Is force feeding legal in the US?

Under United States jurisdiction, force-feeding is frequently used in the U.S. military prison in Guantanamo Bay, prompting in March 2006 an open letter by 250 doctors in The Lancet, warning that, in their opinion, the participation of any doctor is contrary to the rules of the World Medical Association.

How much weight can you lose on a hunger strike?
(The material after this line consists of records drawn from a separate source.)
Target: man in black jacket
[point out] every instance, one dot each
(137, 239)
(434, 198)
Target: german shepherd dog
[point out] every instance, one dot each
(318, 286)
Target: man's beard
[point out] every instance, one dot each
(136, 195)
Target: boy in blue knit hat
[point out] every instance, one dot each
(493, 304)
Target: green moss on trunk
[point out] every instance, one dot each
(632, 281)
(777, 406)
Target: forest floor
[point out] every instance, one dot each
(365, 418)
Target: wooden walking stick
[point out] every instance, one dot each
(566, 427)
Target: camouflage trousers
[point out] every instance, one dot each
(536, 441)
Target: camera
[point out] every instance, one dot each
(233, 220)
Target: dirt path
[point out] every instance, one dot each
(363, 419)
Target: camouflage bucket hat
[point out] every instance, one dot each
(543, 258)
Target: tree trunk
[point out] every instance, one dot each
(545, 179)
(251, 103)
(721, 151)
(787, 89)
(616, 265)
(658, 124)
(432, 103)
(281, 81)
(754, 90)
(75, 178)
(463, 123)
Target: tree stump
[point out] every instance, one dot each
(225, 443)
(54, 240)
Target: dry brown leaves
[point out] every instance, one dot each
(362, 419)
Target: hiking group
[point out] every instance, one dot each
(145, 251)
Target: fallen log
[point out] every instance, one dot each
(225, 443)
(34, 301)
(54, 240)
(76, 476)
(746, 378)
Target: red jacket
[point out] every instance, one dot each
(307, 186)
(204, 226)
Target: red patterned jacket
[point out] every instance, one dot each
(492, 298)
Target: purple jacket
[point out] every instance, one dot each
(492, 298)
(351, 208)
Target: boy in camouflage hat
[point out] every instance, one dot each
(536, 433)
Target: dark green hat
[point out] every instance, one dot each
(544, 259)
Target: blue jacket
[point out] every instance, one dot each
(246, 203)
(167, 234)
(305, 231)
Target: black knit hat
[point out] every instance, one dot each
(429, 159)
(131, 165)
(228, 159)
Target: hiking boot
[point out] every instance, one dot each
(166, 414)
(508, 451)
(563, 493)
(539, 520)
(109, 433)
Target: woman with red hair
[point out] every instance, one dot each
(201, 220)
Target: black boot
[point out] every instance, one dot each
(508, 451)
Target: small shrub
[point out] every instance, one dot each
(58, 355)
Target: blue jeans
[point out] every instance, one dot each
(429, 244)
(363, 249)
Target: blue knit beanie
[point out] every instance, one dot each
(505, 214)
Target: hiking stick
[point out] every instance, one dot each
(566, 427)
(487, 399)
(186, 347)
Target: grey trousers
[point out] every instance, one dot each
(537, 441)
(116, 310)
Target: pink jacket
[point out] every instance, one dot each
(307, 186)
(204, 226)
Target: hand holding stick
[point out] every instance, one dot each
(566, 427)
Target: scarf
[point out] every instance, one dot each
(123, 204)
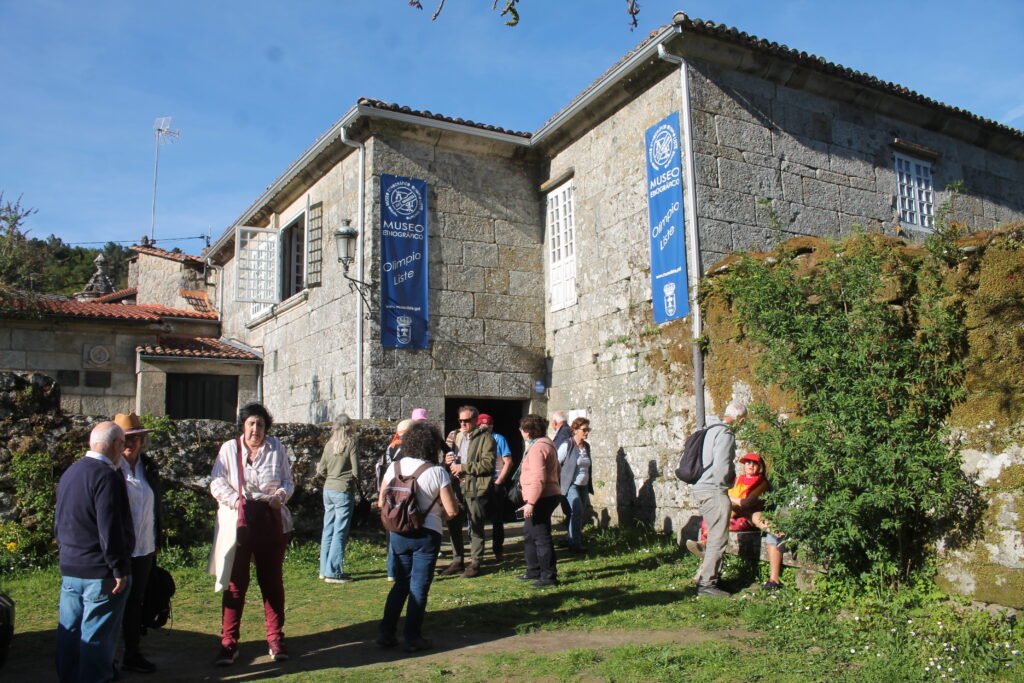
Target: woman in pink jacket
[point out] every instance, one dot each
(542, 493)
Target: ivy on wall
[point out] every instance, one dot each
(870, 346)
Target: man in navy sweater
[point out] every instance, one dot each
(94, 532)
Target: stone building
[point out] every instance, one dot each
(153, 347)
(539, 250)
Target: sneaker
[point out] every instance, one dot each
(454, 568)
(712, 591)
(137, 663)
(226, 655)
(385, 642)
(419, 644)
(278, 650)
(343, 579)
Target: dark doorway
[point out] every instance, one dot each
(505, 413)
(210, 396)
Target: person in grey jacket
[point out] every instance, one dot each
(711, 493)
(340, 467)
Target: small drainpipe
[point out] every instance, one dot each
(359, 272)
(693, 252)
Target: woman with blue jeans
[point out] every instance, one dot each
(416, 552)
(573, 456)
(340, 467)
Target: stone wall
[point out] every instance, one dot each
(96, 353)
(184, 454)
(824, 164)
(486, 273)
(307, 341)
(161, 280)
(599, 347)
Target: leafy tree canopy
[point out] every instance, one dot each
(50, 265)
(509, 8)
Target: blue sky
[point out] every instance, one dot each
(252, 84)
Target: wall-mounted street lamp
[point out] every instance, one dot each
(345, 239)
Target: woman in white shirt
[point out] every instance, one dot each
(143, 486)
(252, 475)
(573, 456)
(416, 553)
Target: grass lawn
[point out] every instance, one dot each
(626, 611)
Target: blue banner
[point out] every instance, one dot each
(669, 291)
(404, 315)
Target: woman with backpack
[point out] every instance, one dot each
(416, 547)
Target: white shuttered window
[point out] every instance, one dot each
(256, 265)
(916, 196)
(561, 243)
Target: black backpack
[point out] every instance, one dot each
(400, 512)
(157, 602)
(691, 467)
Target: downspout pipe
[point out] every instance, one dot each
(690, 213)
(360, 246)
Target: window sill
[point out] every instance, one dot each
(278, 308)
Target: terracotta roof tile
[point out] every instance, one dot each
(389, 107)
(174, 256)
(195, 347)
(734, 35)
(59, 305)
(115, 297)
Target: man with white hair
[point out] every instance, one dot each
(711, 493)
(95, 536)
(560, 428)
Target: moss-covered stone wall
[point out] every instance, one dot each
(987, 287)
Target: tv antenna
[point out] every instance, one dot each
(162, 130)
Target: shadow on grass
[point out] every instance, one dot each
(181, 654)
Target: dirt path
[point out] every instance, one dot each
(176, 660)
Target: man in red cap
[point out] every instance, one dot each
(503, 472)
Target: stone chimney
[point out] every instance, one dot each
(98, 285)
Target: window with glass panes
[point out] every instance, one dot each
(314, 251)
(561, 243)
(914, 191)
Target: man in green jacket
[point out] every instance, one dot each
(471, 462)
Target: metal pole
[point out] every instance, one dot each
(156, 167)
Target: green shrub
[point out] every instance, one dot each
(871, 353)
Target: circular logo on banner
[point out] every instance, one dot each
(664, 144)
(403, 199)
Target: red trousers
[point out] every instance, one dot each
(269, 565)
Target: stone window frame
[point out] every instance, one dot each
(914, 190)
(314, 245)
(560, 228)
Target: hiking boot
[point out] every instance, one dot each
(278, 651)
(712, 591)
(226, 655)
(137, 663)
(419, 644)
(454, 568)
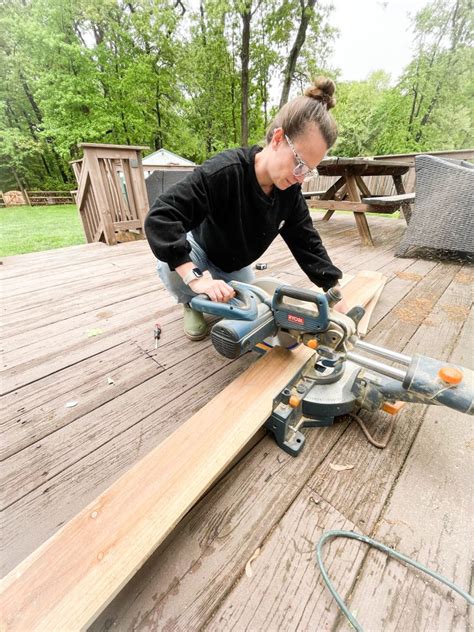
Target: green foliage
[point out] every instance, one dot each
(160, 73)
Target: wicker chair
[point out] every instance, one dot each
(442, 222)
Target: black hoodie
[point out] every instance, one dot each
(234, 221)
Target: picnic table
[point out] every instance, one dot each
(350, 192)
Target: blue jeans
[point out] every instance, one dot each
(182, 293)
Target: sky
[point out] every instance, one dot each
(374, 35)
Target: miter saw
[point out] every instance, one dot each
(337, 380)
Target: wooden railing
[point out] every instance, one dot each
(111, 194)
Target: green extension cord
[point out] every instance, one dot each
(378, 545)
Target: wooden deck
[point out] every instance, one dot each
(86, 396)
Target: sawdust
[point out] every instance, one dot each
(456, 313)
(408, 276)
(464, 278)
(414, 310)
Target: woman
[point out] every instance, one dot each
(209, 228)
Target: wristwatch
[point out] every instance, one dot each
(195, 273)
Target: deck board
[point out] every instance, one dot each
(57, 459)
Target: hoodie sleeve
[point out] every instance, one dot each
(307, 248)
(175, 212)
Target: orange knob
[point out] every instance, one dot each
(450, 375)
(393, 408)
(294, 401)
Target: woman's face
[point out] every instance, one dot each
(310, 148)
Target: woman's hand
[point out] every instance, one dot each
(341, 306)
(217, 290)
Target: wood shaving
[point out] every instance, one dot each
(464, 278)
(414, 310)
(456, 313)
(94, 332)
(408, 276)
(340, 468)
(248, 566)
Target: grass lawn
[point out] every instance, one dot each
(33, 228)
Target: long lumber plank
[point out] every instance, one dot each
(68, 581)
(183, 585)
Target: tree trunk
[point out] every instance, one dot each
(244, 59)
(306, 12)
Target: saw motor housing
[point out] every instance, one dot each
(336, 380)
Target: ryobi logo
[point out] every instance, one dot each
(296, 319)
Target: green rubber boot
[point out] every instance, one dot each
(195, 326)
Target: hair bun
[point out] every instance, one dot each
(322, 90)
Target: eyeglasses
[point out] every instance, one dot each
(301, 170)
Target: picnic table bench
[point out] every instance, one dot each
(351, 193)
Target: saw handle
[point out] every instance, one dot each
(296, 317)
(242, 307)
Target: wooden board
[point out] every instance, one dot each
(67, 582)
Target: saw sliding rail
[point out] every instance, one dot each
(380, 367)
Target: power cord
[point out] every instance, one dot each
(385, 549)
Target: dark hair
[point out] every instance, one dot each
(312, 107)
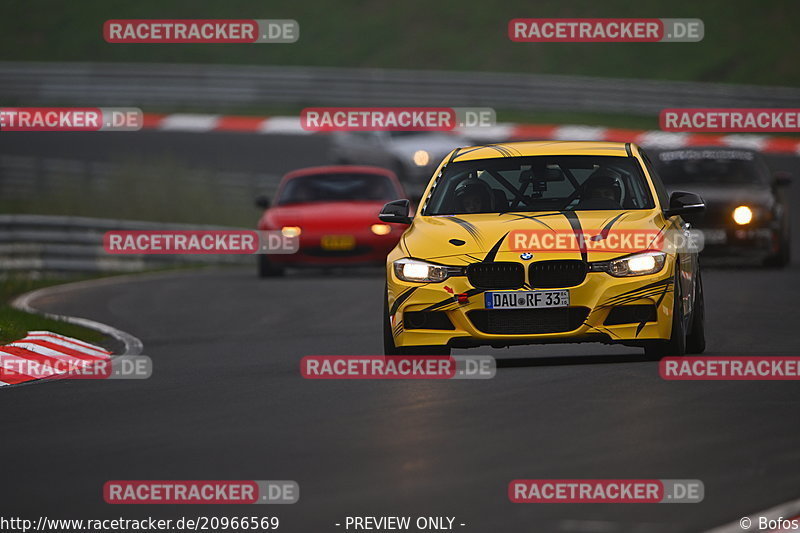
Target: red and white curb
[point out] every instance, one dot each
(42, 350)
(200, 123)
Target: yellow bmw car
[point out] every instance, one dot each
(544, 242)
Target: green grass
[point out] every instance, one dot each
(745, 41)
(15, 324)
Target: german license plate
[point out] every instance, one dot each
(338, 242)
(526, 299)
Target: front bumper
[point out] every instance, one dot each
(585, 320)
(366, 249)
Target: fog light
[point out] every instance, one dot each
(742, 215)
(381, 229)
(421, 158)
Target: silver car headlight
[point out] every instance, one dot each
(420, 271)
(637, 264)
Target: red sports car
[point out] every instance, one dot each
(334, 212)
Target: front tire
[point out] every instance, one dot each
(268, 270)
(676, 345)
(696, 340)
(784, 254)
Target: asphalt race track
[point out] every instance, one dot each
(226, 401)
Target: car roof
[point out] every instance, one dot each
(532, 148)
(710, 148)
(338, 169)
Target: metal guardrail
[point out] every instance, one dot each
(62, 244)
(221, 87)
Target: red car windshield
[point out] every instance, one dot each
(337, 188)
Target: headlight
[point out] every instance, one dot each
(291, 231)
(742, 215)
(421, 158)
(637, 265)
(419, 271)
(381, 229)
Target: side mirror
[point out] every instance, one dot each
(782, 178)
(396, 211)
(684, 203)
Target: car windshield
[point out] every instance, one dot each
(336, 188)
(717, 167)
(540, 183)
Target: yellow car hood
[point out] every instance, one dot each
(443, 236)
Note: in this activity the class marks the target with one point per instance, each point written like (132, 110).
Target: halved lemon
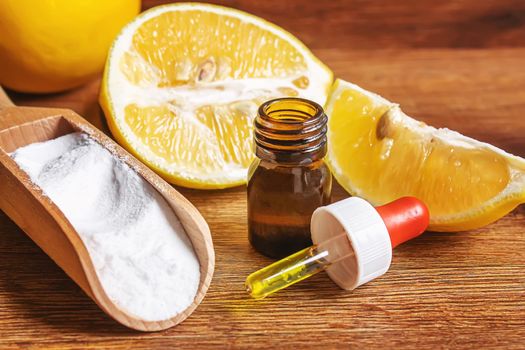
(379, 153)
(183, 83)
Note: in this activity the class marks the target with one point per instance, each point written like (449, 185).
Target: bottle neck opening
(290, 130)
A study in the British Medical Journal states that those undergoing a hunger strike should be monitored closely for severe side effects of starvation after losing 10 percent of their body weight. It also says that very serious conditions will occur when an individual loses 18 percent of their body weight.

What famous prisoners are at Pelican Bay?

Pelican Bay is California’s only supermax prison and has earned notoriety as a cage for the worst of the worst of the state’s criminals. Past inmates include the infamous serial killer Charles Manson.

What have prisoners alleged about placement in Pelican Bay?

A majority of the inhabitants of the Pelican Bay SHU were alleged to be “gang-affiliates” or members, based on “confidential information,” typically meaning other prisoners had informed they were gang-related.